Akiva: Do you ever sleep?

Eitan: Being awake is more interesting. Are you not a morning person?

Akiva: I am

Eitan: Then why are you grouchy?

Akiva: This is me normal

Eitan: OK, Oscar, well today’s game is postponed, so you wanna go out tonight? I could pick you up

Akiva checked his schedule. Bookstore event still sat at the top.

Akiva: I have to work.

For his trouble, he got a frowny face.

Eitan: I’m really looking forward to taking you out

One date. He’d agreed to one date. One date was what Eitan had paid for. One date was what Eitan would get. And not tonight.

Akiva: I’m available?—

So he cross-referenced his and the Cosmos’ schedule and sent a list of potential times, neat as making any other appointment.

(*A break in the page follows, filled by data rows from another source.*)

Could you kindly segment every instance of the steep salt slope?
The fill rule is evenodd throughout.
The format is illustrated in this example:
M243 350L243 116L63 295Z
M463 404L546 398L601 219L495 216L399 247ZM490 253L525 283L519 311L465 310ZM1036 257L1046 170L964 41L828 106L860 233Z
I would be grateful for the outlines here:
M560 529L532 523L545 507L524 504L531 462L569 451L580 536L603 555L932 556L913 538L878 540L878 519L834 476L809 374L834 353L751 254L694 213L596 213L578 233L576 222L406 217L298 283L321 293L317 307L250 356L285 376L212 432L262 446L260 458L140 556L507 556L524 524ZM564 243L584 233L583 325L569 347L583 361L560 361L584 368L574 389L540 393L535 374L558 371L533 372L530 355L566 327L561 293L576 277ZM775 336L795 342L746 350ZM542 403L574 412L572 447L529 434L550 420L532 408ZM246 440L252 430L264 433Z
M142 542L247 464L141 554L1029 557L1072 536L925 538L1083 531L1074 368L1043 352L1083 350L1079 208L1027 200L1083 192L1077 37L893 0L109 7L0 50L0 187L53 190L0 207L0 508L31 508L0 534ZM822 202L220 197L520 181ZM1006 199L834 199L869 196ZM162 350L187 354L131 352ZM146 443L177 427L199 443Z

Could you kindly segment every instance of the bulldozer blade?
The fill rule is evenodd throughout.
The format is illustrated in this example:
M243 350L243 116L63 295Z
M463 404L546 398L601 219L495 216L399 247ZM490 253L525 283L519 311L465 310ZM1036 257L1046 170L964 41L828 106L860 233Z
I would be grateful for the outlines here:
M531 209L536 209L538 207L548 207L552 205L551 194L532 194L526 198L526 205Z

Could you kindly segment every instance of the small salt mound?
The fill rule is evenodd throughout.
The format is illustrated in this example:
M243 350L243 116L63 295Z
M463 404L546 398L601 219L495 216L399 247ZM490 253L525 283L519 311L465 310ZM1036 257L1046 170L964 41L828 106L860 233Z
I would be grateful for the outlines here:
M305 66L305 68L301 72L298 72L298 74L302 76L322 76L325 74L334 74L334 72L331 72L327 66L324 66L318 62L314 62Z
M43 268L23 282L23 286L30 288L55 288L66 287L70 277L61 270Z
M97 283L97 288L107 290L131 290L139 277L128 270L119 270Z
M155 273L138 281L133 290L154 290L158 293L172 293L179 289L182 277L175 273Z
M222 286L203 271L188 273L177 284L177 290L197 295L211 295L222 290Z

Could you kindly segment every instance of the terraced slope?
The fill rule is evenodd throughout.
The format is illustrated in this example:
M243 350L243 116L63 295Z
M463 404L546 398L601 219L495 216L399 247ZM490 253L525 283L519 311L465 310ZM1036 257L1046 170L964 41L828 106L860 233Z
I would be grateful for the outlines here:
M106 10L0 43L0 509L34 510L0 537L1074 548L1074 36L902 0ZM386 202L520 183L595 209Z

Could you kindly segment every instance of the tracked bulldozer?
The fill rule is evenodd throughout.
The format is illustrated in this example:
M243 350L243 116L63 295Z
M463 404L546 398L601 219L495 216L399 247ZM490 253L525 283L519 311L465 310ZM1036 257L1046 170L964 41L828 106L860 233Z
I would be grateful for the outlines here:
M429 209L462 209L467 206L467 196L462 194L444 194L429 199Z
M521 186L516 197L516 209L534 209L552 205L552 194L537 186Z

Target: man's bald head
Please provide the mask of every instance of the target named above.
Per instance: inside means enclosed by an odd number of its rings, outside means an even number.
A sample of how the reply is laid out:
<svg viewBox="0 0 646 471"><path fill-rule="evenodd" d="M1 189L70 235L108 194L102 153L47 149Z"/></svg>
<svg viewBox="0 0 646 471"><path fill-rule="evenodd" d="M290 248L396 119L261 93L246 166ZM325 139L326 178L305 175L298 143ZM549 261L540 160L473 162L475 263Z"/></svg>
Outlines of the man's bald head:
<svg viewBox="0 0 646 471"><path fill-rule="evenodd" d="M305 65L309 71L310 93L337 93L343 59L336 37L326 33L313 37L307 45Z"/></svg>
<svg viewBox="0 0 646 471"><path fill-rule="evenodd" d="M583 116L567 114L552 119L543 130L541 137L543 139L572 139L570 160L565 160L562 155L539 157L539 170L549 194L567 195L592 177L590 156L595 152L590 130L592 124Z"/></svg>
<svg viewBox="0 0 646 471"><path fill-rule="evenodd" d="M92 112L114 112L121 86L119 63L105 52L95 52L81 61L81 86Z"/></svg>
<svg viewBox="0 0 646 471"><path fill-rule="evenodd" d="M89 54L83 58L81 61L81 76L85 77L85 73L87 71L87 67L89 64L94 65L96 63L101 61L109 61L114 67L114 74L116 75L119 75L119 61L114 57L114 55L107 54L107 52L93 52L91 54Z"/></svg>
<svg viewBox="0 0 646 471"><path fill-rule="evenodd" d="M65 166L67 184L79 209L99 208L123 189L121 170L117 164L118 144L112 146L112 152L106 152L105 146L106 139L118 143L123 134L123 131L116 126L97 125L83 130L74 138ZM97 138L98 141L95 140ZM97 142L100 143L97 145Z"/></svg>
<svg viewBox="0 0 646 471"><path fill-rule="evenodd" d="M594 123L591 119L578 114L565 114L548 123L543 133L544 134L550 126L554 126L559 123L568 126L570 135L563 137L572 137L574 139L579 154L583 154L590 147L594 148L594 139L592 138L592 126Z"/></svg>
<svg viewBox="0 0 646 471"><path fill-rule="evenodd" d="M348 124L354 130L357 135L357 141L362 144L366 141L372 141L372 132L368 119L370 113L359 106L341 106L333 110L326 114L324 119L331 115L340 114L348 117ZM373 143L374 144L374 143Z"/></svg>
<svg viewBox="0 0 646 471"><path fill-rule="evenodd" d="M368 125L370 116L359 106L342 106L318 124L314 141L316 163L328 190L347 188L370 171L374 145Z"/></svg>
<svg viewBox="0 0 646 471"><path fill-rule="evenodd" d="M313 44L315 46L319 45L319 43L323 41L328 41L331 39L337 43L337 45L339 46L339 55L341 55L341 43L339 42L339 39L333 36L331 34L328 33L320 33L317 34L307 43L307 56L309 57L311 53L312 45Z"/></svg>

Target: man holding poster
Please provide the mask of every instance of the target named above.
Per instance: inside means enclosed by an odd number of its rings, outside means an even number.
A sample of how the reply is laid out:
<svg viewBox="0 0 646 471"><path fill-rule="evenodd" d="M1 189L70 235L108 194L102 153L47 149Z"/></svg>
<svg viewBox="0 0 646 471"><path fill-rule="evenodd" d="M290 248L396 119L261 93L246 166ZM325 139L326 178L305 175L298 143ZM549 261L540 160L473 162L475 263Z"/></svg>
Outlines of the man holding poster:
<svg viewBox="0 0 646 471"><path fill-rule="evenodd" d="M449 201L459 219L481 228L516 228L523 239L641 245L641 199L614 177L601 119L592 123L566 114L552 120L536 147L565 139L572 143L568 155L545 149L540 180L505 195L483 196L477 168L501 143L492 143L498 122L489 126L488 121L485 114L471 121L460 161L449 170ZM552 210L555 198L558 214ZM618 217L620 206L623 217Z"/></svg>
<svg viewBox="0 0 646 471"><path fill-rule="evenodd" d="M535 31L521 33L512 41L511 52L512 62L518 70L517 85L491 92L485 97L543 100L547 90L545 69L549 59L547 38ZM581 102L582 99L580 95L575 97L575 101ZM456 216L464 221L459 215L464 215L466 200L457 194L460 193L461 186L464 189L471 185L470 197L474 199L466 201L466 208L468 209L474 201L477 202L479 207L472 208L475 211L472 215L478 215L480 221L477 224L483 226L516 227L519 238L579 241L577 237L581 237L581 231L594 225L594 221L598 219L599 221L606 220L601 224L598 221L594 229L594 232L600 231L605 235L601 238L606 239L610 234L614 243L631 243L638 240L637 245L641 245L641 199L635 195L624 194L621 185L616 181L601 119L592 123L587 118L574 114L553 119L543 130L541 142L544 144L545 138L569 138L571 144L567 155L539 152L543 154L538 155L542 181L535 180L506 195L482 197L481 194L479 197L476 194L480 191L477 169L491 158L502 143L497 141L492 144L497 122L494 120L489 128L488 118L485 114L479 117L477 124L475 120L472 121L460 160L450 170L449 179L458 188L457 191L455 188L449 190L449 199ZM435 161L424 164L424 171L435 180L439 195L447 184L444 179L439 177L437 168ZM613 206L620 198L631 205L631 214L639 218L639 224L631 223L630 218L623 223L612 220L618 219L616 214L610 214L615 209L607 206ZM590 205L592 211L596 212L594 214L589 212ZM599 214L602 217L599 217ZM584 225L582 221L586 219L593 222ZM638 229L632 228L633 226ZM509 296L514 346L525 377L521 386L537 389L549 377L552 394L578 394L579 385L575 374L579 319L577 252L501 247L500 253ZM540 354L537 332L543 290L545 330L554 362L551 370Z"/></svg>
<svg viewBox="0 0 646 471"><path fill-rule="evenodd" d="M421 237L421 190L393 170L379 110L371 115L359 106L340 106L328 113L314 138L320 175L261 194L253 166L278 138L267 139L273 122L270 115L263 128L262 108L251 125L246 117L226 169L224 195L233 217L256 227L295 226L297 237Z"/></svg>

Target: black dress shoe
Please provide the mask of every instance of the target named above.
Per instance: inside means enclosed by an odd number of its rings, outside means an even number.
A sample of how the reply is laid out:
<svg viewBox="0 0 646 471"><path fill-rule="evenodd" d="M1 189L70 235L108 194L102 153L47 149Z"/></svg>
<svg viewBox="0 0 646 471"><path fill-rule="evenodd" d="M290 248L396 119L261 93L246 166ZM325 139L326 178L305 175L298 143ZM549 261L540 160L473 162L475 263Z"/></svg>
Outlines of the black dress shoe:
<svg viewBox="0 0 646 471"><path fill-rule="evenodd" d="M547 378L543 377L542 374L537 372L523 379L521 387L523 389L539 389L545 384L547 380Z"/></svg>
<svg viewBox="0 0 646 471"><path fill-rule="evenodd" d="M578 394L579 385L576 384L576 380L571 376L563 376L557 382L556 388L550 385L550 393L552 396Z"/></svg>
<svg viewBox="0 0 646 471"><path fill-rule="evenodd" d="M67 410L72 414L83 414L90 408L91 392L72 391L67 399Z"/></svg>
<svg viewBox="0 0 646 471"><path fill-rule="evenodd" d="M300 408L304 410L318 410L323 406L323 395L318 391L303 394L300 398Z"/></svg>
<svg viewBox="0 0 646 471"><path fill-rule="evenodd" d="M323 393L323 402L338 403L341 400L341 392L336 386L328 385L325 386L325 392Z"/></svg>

The room was packed. Fuck. Akiva had spent last night—the part of it where he hadn’t been rewatching Eitan’s press conference as if that would help him prepare for their date and pointedly not noticing the faint lines that Eitan now had around his eyes—worrying that no one would show up.

The chairs weren’t empty, that was for sure. A table was stationed at one end of the store, a backdrop behind it that the publisher had sent over to advertise Sue’s catalog. At the other end of the store where Akiva was seated in the back row, some readers were chatting quietly, while others had books open on their laps as they scrolled through their phones.

One gave Akiva a look like he’d gotten lost on the way to somewhere else, even if he’d designed each of the thirty-six slides Sue was about to present. He tucked the tzitzit fringing the corners of his clothes into his waistband and tried not to let his answering smile turn into a glare.

He was wearing a name tag, the peel-off kind on which he’d markered Spencer Lattimore. The beauty of an alias was that he could disappear whenever he wanted, even if people now knew that Spencer Lattimore was a tall pale guy who occasionally used his tzitzit like a fidget toy.

He was contemplating the logistics of how best he could fade into the woodwork when two things happened: bookstore staff called the room to order and Eitan ducked in the door.

Fuck. Well, so much for this going smoothly.

To Akiva’s dismay, Eitan spotted him immediately.

“Hey!” Eitan whispered. Or almost whispered. Shouted, really. He settled himself in one of the two empty chairs in the back row—right next to Akiva. He wasn’t wearing anything obviously Cosmos-branded so was just a handsome athlete in a room full of people, a few of whom swiveled with an Is that…? No, it couldn’t be. He smiled, guilelessly, and folded his hands on his lap.

It’d be petty for Akiva to scooch his chair away, but that was what he did, moving to all of two inches from Eitan where he could think more clearly. “What are you doing here?” Akiva spit.

“Nice to see you too…” He eyed Akiva’s name tag. “Spencer.”